Question Video: Determining the Angle between a Current Carrying Coil and a Magnetic Field That Results in No Torque Physics • Third Year of Secondary School

For a current-carrying coil in a uniform magnetic field, what is the angle between the coil’s plane and the direction of the magnetic field that results in no torque acting on the coil?

02:14

Video Transcript

For a current-carrying coil in a uniform magnetic field, what is the angle between the coil’s plane and the direction of the magnetic field that results in no torque acting on the coil?

To answer this question, it’s important to distinguish between applied force that could act to produce rotation of the coil and forces that act on wires of the coil due to current in the wires and the presence of the uniform magnetic field, which is what this question concerns.

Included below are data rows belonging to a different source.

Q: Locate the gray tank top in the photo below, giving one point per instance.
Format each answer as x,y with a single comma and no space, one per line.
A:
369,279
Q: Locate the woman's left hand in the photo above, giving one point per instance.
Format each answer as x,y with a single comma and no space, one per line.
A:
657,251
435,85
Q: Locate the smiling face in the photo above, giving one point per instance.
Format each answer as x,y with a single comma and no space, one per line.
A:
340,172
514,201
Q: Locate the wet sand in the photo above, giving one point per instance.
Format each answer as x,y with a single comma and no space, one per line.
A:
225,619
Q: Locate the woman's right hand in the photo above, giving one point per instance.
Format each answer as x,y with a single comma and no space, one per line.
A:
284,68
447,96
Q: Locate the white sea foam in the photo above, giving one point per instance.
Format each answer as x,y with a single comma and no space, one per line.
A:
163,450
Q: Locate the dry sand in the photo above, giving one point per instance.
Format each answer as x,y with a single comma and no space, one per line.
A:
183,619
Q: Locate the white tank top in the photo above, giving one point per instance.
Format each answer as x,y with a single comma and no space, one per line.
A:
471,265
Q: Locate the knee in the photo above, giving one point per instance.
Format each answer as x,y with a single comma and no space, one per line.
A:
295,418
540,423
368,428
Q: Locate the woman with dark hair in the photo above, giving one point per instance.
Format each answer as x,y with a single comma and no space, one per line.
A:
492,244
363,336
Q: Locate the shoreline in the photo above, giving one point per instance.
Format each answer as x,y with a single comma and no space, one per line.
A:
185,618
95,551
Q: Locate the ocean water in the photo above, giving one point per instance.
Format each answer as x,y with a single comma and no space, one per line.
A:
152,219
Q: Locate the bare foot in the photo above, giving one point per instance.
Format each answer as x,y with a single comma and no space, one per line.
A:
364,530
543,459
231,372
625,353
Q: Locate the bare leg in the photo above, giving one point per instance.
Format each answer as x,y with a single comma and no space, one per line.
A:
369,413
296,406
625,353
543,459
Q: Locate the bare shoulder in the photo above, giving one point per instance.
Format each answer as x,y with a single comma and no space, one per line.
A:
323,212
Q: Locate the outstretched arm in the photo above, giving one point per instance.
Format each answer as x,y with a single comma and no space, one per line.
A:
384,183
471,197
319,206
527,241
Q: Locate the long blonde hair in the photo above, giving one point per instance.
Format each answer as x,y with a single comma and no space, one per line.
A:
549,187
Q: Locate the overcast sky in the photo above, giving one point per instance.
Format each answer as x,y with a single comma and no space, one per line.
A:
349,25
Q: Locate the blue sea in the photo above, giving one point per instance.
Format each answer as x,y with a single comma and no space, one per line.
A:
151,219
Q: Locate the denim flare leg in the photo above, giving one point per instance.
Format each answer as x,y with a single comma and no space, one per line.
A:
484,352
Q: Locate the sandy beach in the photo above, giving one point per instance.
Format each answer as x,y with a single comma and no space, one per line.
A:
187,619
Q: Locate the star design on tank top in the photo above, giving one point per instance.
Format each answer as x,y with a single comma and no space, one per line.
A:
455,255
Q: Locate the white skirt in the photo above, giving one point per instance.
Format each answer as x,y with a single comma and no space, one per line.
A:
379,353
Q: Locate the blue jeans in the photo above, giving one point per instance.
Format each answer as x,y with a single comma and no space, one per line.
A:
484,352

It’ll be helpful to draw a diagram to help illustrate this.

We should recall that for a current-carrying rectangular loop of wire in a magnetic field, the torque 𝜏 is equal to 𝐵𝐼𝐴𝑁 sin 𝜃, where 𝐵 is the magnitude of the magnetic field, 𝐼 is the current in the coil, 𝐴 is the surface area of the coil, 𝑁 is the number of turns in the coil, and 𝜃 is the angle between the normal to the surface area of the coil and the direction of the magnetic field.

Now, it’s very important to understand that the direction of the plane of the coil is not the direction of the normal to the surface area of the coil. The plane of the coil is perpendicular to the normal to the surface area of the coil. We see then that the angle 𝜃 is not the angle that the question is concerned with. Rather, the question concerns the angle between the plane of the coil and the magnetic field, and this is the angle 𝜑.

The question requires that no torque acts on the coil, so the torque, 𝜏, must be equal to zero. That is, 𝐵𝐼𝐴𝑁 sin 𝜃 equals zero. That equality is zero if and only if the sin of 𝜃 equals zero, because all the other quantities in the equation are nonzero. Then, we can deduce that 𝜃 equals zero degrees or 180 degrees.

Because of this, we know that the normal to the area 𝐴 must be parallel to the direction of the magnetic field 𝐵. As we stated earlier, by definition, the normal to the area 𝐴 is perpendicular to the plane that contains the area 𝐴. Thus, we know that the angle between the plane containing 𝐴 and the normal to the surface is 90 degrees. And therefore, the angle 𝜑 between the plane containing the area 𝐴 and the magnetic field is perpendicular when the torque is equal to zero, that is, when 𝜑 equals 90 degrees. Therefore, the correct answer is 90 degrees.